1. The problem statement, all variables and given/known data

2x^2 + 7x - 5 = A(x-1)^2 + Bx + C

2. Relevant equations

N/a

3. The attempt at a solution

This is an interesting equation as regardless of the whether I substitute x = 0 or x = 1 i still encounter the problem of not be able to make the calculation any easier. I have not been able to find any examples for guidence. Can someone assist.

Cheers

Last edited: Oct 11, 2009
2. Oct 11, 2009

### Dick

That's just an equation. What's the actual problem? Are you supposed to find A, B, and C given the equation is true for all x? That's just a guess.

3. Oct 11, 2009

### zebra1707

yes, sorry - need to find A, B and C

Cheers

4. Oct 11, 2009

### Dick

Ok, then if ax^2+bx+c=0 for all x then a=0 and b=0 and c=0. Expand everything and move everything to one side. Set the coefficients of powers of x to zero and solve for A, B and C.

5. Oct 12, 2009

### HallsofIvy

Staff Emeritus
Or do exactly what you suggested in your original post.

If x= 0, this becomes -5= A+ C. If x= 1, this becomes 4= B+ C. Since there are three unknown numbers, you need a third equation: If x= -1, this becomes -10= 4A- B+ C. Three equations to solve for A, B, and C. From equation one, A= -5-C. From equation 2, B= 4- C. Replace A and B with those in the third equation and solve for C.

6. Oct 12, 2009

### zebra1707

I ended up with A=2, B=11 and C= -7

Substituting the figures in to the equation - it balances with the R.H.S.

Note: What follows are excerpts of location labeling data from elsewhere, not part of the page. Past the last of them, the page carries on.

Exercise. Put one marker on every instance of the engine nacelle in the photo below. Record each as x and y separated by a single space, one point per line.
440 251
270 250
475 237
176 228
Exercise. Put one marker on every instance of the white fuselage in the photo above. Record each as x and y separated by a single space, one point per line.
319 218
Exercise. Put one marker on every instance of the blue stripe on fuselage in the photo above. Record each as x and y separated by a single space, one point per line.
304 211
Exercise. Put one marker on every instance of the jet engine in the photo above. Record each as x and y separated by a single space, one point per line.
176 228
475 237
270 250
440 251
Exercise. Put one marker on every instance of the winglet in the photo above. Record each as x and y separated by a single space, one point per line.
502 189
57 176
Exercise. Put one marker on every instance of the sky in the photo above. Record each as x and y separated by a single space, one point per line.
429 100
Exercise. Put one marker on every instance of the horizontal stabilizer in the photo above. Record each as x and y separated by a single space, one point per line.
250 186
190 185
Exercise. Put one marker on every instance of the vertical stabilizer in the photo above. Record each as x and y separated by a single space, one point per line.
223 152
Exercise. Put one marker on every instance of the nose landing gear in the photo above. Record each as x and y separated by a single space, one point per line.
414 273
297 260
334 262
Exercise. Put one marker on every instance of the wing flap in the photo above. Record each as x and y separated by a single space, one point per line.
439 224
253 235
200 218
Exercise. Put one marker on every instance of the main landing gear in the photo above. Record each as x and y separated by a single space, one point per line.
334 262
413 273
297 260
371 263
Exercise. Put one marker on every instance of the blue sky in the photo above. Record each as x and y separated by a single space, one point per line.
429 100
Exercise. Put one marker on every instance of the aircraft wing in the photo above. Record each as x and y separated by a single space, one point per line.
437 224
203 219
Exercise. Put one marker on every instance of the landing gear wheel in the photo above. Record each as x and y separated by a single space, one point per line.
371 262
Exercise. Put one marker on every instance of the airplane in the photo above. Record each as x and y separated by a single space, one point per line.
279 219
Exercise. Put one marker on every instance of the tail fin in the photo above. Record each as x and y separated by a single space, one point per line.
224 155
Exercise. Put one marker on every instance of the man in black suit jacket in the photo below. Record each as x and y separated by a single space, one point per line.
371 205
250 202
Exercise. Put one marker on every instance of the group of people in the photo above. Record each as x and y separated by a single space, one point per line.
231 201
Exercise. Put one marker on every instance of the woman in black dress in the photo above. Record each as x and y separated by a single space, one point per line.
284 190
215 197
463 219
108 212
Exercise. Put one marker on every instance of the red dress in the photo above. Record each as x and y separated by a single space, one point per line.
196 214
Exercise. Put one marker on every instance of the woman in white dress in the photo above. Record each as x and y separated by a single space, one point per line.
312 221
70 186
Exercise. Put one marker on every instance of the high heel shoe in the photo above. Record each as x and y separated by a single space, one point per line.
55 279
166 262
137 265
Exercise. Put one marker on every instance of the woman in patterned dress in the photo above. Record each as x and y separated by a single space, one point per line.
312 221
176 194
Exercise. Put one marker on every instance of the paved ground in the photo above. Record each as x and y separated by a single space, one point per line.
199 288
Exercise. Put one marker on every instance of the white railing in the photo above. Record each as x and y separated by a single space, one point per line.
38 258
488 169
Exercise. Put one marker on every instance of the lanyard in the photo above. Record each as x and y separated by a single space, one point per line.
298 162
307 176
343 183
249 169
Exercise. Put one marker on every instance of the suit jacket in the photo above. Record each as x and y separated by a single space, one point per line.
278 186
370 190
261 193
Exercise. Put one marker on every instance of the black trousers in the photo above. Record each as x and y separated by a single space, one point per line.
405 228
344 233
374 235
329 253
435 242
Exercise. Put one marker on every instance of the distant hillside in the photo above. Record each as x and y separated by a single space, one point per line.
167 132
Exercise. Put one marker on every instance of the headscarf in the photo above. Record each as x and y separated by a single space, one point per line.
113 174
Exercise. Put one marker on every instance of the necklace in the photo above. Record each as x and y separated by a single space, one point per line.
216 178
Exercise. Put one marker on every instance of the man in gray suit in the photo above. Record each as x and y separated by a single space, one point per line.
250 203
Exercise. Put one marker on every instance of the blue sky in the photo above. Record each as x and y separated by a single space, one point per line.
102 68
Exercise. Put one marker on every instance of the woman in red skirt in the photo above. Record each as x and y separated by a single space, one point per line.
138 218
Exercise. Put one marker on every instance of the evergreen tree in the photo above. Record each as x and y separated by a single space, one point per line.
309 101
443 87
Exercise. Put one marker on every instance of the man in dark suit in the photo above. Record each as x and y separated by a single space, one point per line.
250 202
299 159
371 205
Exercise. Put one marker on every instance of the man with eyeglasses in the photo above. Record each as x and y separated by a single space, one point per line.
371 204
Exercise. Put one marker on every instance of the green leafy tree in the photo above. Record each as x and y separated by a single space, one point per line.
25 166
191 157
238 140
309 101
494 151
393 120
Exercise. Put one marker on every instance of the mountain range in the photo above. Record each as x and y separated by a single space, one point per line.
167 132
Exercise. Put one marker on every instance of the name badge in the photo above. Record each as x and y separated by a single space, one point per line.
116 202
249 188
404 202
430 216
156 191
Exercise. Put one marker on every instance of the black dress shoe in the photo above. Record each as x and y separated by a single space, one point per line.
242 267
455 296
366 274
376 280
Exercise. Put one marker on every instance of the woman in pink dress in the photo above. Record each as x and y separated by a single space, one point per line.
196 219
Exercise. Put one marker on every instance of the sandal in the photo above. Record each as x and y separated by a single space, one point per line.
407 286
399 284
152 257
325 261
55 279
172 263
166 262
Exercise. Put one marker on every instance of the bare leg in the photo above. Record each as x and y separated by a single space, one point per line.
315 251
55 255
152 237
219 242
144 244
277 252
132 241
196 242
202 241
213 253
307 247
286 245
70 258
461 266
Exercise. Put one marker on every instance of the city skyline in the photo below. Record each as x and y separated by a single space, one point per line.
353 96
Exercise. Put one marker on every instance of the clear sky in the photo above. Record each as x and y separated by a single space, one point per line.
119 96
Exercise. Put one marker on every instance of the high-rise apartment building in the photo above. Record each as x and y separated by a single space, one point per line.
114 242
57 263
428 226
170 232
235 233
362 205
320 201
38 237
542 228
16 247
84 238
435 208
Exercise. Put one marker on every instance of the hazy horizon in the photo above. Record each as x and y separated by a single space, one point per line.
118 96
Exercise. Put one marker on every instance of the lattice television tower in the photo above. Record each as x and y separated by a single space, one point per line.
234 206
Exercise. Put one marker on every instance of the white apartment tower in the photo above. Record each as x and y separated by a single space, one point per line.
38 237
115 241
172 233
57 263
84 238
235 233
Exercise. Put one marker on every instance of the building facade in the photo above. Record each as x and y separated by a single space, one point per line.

I think that I have solved it - but happy for comment if I have it wrong.

Cheers

7. Oct 12, 2009

### Staff: Mentor

A(x-1)2 + Bx + C = Ax2 + (B-2A)x + A+C

So at least A=2 is obviously OK, then A+C=2+C=-5, so C=-7. B-2A=B-4=7, so B is OK too.

--
methods

8. Oct 12, 2009

### zebra1707

A BIG thanks to all that have contributed to my understanding of this.

Greatly appreciated.